National Hellenic Research Foundation 

From mobility to migration and from interaction to integration: foreigners from the West in Greek towns

Private Italians and Romans started to move systematically to the East from the 3rd c. BC onwards aiming above all at the search for profit opportunities. At the beginning, isolated individual Italians and Romans are to be found at various places of the Greek mainland and the adjacent islands, but gradually they are mentioned in the epigraphic sources as a distinct group in local societies, separate from other foreigners sojourning there. Their engagements as well as their economic success differed from place to place depending on local natural resources, geographic location and the general prevailing circumstances. In various cases, these people belonged to professional networks linking eastern Mediterranean with Rome.

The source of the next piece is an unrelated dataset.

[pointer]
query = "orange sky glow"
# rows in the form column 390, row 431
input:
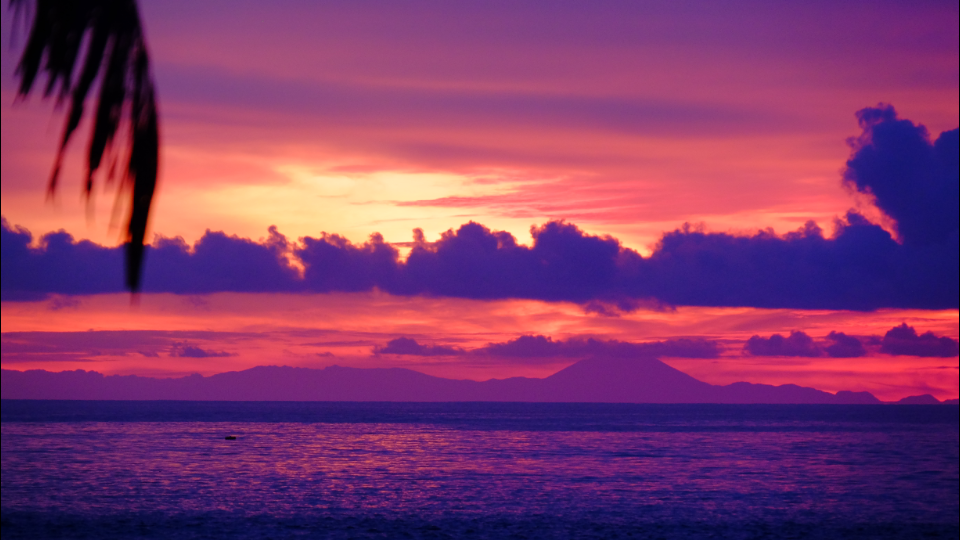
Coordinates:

The aim of the paper is to offer an overview of the evolution of the presence of Italians and Romans in towns of Greece proper from the 3rd c. BC to the 1st c. AD. It will be examined, how this phenomenon ranged from mobility to migration and from cultural interaction to progressive integration and acculturation of the Westerners in Greek towns. Either attested as collectivities (e.g. cives Romani / Italici/ Ἴταλικοί/Ῥωμαῖοι + various definitions of their occupation or place of residence), as for example on Delos, or as individuals, as e.g. in Athens, these people adopted various strategies for their integration into the host societies. Furthermore, it will be attempted to shed light on their role in social and economic life of the host communities as well as on the mutual impact between the foreign and local element, which led gradually in various cases to the shaping of a new physiognomy of the Greek poleis


Sophia Zoumbaki is a Research Director at the Institute of Historical Research (IHR), Section of Greek and Roman Antiquity (KERA), of the National Hellenic Research Foundation (NHRF). She studied History and Archaeology at the University of Athens. Thanks to a scholarship of the Austrian Ministry of Education, Sciences and Culture, she pursued her postgraduate studies at the Institute of Ancient History and Epigraphy of the University of Vienna, where she obtained her M.Phil. (1992) and her Ph.D. (1995). She has taken part in several Greek and international campaigns of field archaeology, both excavations and archaeological surface surveys (Ceos, Messene, Butrint, Oiniadai) and also worked as a volunteer at the Sculpture Collection of the National Archaeological Museum in Athens. She has carried out several Research Programs financed by National and European funds, both as a coordinator and as a participant. Her research interests include epigraphy, prosopography and onomastics, social and economic evolutions in the Greek poleis in the Hellenistic and Roman period, civic institutions and relations of the Greek world with Rome, the presence of Roman and Italian entrepreneurs in the East, the response of ancient societies to crises and climate change. She has published over 60 articles in academic journals, conference proceedings and collective volumes. Her monographs and edited volumes deal with social dynamics and economic life in Roman Greece with a special focus on Elis and generally the Peloponnese and the Cyclades.